Did a “tragic server crash” really claim the first six episodes of Peter Baynham and Jeremy Simmonds’ new podcast, Brain Cigar? Just like the world events and cultural moments the writers imagine in the series, it may never have happened.
Either way, it doesn’t matter. The podcast picks up where episode six would probably have left off – lost and confused in their realm of glorious nonsense.
The duo abandon logic and linearity to present a hotchpotch of ludicrous stories with the utmost seriousness. Think Baynham and Chris Morris’s surrealist satires such as The Day Today and Brass Eye.
Just moments into the first episode and Simmonds extols the virtues of an “upstairs basement flat” he has found when house hunting: “You get the benefit of natural light but the security of being underground... I think it’s for people with very serious emotional problems.”
Or very serious memory problems, as both go on to reminisce about all sorts of events and products that never existed.
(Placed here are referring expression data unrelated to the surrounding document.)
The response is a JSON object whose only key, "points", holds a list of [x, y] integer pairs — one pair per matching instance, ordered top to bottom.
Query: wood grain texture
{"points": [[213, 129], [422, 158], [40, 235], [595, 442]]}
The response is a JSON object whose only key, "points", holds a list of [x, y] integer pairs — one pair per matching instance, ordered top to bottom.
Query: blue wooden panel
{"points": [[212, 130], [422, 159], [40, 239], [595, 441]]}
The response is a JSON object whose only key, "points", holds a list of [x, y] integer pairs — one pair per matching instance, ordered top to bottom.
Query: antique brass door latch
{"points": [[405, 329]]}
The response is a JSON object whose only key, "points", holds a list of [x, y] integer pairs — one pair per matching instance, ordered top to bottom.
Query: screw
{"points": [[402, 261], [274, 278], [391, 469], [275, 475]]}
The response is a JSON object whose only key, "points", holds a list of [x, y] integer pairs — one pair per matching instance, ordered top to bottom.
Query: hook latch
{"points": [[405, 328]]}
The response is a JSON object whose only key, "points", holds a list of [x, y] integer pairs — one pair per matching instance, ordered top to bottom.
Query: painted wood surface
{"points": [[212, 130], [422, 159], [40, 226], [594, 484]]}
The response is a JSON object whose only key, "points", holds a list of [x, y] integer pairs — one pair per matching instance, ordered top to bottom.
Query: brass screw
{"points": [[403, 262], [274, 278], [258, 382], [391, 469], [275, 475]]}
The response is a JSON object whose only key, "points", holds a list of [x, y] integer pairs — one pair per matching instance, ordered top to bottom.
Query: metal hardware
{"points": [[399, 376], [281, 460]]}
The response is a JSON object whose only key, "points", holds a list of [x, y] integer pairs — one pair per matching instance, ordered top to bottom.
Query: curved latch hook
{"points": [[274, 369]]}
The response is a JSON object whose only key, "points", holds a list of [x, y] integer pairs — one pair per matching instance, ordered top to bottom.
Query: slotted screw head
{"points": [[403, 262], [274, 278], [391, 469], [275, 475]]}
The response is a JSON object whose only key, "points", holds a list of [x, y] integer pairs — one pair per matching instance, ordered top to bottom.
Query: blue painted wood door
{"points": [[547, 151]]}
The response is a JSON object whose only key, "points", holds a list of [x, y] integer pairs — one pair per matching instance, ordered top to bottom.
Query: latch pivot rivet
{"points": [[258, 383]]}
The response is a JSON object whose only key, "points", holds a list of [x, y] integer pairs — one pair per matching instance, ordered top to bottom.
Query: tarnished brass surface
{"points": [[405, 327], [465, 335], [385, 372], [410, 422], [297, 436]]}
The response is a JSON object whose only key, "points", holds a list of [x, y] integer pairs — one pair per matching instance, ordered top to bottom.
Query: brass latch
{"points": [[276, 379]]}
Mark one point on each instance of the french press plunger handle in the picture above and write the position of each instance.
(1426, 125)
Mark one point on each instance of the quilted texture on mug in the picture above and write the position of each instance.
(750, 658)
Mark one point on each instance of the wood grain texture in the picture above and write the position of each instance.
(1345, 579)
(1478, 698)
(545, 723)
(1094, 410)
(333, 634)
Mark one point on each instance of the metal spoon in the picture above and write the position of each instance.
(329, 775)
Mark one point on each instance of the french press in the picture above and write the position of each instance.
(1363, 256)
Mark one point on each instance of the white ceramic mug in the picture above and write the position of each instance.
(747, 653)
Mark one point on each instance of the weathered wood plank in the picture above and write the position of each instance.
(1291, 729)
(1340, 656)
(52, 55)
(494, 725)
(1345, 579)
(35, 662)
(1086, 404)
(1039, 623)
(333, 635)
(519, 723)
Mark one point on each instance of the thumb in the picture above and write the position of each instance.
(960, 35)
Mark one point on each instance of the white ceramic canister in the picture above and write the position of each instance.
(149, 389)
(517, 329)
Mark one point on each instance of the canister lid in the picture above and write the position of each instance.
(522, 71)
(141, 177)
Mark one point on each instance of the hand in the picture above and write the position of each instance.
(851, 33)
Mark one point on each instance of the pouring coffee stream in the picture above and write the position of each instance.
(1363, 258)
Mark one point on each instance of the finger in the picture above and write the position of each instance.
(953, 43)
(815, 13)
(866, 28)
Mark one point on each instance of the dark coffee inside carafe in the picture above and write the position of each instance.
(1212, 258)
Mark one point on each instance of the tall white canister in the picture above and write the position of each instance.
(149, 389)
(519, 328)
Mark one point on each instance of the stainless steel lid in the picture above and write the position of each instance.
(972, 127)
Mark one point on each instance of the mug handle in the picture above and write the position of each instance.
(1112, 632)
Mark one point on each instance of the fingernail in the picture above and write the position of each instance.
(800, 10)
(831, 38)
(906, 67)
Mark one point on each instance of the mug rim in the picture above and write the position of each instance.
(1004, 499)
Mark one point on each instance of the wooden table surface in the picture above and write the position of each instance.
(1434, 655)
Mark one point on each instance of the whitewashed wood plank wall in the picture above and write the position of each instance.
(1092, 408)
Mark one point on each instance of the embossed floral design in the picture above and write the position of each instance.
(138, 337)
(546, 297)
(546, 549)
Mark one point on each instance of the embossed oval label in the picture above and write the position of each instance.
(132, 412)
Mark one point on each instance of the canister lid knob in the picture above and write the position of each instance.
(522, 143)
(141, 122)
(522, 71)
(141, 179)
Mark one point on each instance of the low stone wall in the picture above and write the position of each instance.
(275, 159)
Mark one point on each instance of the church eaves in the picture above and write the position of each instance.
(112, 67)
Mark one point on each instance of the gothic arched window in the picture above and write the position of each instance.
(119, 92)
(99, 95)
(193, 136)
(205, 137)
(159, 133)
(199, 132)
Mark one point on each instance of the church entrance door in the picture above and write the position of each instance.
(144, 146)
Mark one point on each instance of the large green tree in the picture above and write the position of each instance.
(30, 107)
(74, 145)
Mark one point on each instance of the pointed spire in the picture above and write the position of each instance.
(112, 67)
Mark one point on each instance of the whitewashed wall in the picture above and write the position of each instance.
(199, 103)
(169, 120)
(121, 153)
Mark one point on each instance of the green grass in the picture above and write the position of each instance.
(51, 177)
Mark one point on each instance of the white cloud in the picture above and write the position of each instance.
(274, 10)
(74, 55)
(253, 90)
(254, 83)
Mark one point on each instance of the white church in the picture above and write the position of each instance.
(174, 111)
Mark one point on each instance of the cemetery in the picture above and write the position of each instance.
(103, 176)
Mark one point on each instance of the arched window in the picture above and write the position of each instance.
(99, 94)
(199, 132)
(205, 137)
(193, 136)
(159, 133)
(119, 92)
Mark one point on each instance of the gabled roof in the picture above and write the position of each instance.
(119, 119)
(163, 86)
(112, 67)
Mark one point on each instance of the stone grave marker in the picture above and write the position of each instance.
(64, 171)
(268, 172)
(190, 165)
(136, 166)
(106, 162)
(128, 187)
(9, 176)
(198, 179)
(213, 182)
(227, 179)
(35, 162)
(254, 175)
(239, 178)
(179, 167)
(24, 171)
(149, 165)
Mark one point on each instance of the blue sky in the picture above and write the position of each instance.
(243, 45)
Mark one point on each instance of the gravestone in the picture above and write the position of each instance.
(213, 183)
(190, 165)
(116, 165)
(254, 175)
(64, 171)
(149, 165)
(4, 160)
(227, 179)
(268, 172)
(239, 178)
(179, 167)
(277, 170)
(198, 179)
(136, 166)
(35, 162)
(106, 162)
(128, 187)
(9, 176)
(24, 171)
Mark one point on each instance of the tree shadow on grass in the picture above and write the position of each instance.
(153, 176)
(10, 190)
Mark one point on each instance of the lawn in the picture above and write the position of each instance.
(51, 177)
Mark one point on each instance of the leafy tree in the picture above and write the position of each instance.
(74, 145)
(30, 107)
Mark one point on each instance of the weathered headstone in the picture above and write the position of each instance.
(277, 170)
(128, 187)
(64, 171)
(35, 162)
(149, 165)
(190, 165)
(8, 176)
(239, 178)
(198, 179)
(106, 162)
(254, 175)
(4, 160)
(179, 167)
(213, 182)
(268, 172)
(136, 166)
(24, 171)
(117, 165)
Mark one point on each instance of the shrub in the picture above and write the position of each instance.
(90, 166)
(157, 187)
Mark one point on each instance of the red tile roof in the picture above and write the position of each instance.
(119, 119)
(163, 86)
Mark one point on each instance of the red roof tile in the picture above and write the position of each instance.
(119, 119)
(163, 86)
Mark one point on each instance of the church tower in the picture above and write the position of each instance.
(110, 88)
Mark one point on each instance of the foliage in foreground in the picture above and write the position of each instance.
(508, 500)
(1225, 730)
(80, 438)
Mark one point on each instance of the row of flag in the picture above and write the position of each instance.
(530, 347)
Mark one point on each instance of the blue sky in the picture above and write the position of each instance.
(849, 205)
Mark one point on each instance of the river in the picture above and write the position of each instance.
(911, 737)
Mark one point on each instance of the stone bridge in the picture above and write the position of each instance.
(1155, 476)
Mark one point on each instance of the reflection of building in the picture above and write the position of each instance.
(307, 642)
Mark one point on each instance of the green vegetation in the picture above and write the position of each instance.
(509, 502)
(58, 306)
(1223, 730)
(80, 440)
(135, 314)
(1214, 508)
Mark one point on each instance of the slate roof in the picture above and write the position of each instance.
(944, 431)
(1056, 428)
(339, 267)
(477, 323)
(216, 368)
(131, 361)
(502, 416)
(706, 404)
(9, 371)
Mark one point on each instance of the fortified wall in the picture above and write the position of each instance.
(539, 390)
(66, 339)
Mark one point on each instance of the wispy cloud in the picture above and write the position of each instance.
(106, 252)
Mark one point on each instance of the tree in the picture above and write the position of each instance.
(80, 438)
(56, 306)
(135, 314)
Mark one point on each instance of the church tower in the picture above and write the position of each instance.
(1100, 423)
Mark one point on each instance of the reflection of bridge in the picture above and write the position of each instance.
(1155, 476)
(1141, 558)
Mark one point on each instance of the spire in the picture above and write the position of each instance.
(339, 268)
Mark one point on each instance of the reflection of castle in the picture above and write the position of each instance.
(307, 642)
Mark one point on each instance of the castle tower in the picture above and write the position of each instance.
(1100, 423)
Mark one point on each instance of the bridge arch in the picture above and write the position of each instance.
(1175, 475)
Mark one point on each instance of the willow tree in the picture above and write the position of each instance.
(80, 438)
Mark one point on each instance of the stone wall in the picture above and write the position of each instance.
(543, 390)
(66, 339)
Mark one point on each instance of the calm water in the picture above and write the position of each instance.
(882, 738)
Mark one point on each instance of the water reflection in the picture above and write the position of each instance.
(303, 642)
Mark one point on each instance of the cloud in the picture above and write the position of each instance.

So clearly do they remember “Bowie Dinners” (David Bowie’s early 1990s range of microwaveable meals), they can even quote the advert: “After a tough day in the studio, I need something quick.”
Joining them are cameos just as hilarious and cognitively challenged, such as Julia Davis’s Heather Woodley. Heather goes on air to promote her charity Loneliness Action UK only to reveal that she allowed her own father to suffer from loneliness to the point of suicide, despite living three doors down the road from him.
So why not tune in, turn off your brain, and have a riotous wander around the “upstairs basement” that is Brain Cigar.